Show that $g(x) = \frac{1}{f(x)}$ is bounded when $f(x) \geq |x-1|$ and $f(1) = 2$ How to prove that the function:
$g(x) = \frac{1}{f(x)}$ 
is bounded, when $f(x) \geq |x-1|$ and $f(1)=2$ and f(x) is continuous at the point $x=1$
 A: You should split the set $\mathbb R$ into two areas:

The first area is the set $(1-\epsilon, 1+\epsilon)$. On that area, if you pick $\epsilon>0$ small enough, you can guarantee (from continuity of $f$), that $f$ will be greater than $1$.

On the other part, $(-\infty, 1-\epsilon]\cup[1+\epsilon, \infty)$, you can guarantee that $f(x)\geq |x-1|\geq \epsilon$, which means that $$|g(x)|=\left|\frac{1}{f(x)}\right| = \frac{1}{|f(x)|}\leq \frac1\epsilon.$$
(the last inequality following from the fact that if $a\geq b>0$, then $\frac1a\leq\frac1b$.

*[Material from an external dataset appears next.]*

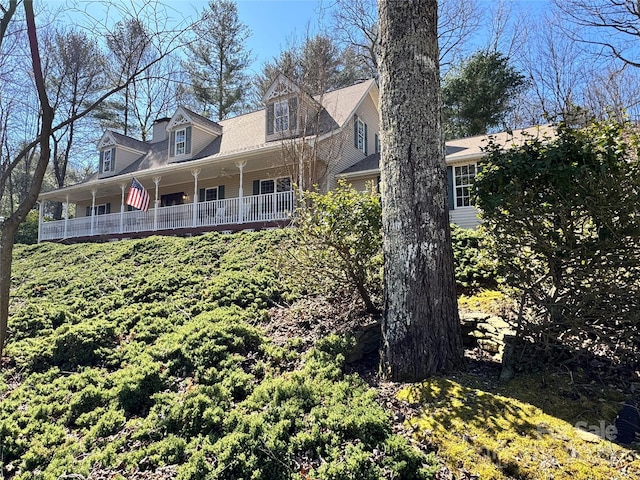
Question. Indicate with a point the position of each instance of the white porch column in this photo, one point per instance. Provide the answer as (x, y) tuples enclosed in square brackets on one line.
[(40, 217), (195, 172), (241, 166), (123, 186), (93, 210), (66, 216), (156, 180)]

So, all together, if you find an appropriate $\epsilon$, you can show that $g$ is bounded by $\frac1\epsilon$
A: Suppose, to the contrary, that $g$ is not bounded. Then, to each $n \in \mathbb N$, there is $x_n$ such that $|g(x_n)| >n$. It follows:
(*) $|x_n-1| \le |f(x_n)| \le \frac{1}{n}$ for all $n$.
Hence $x_n \to 1$. Since $f$ is continuous at the point $x=1$, we get
$f(x_n) \to f(1)=2$.
But from (*) we derive $f(x_n) \to 0$, a contradiction.
A: Not sure , (since am a beginner and can't comment) but if g(x) = 1 / f(x)
This implies g(x) < f(x) (if f(x) != 1) , this implies g(x) < |x-1| , and this pretty much bounds it!